While saying the city cannot meet the 2027 goal, the report does not suggest a new date. 

“What we’ve done in our first blueprint and in this blueprint is to call on our city leaders to move with urgency,” Stanley Richards of the Independent Rikers Commission said. “What we know is when we have our elected leaders all pulling in the same direction using every lever of [the] city government to make something happen, it can happen.”

The commission confronts one of the biggest challenges facing Rikers — the climbing population of detainees with serious mental illnesses.

It finds detainees deemed incompetent to stand trial languish for months, waiting for a psychiatric treatment bed.

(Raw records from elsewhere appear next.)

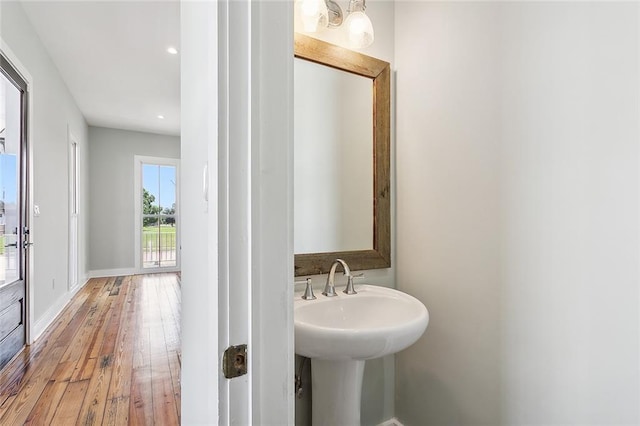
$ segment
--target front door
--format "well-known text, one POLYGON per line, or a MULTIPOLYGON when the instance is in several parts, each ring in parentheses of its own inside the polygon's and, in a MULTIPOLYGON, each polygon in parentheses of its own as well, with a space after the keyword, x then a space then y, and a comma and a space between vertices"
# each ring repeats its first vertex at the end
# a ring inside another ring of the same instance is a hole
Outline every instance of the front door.
POLYGON ((0 368, 25 345, 27 85, 0 55, 0 368))

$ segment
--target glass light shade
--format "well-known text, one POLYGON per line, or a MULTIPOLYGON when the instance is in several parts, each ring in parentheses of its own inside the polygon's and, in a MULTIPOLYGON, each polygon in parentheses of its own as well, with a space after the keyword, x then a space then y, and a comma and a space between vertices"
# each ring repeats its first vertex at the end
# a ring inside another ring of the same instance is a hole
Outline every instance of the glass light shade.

So the commission suggests adding 500 new beds in a secure facility, ideally a state one. The governor’s office said it was reviewing the proposal.  

“I don’t think we can take a look at moving the date forward or adjusting the date at all. What we’re looking for is the administration to put forth the resources that were noted so aptly in the report. We’re taking the report very very seriously and we hope the mayoral administration will be collaborative in working with the results of that report,” Speaker Adams said. 

Ultimately, the council and the mayor will have to negotiate how to move forward. For months, as recently as Tuesday, the mayor has said the 2027 goal is unrealistic. 

“So we’re going to spend almost $16 billion to build four jails that will not house the current population we have. That makes no sense. You can’t have just idealism as policies,” Mayor Eric Adams said.

In a statement to NY1, the mayor did not weigh in on the specifics of the commission’s proposals. Instead, he suggested using emergency capital funds now for Rikers to ensure adequate services are provided.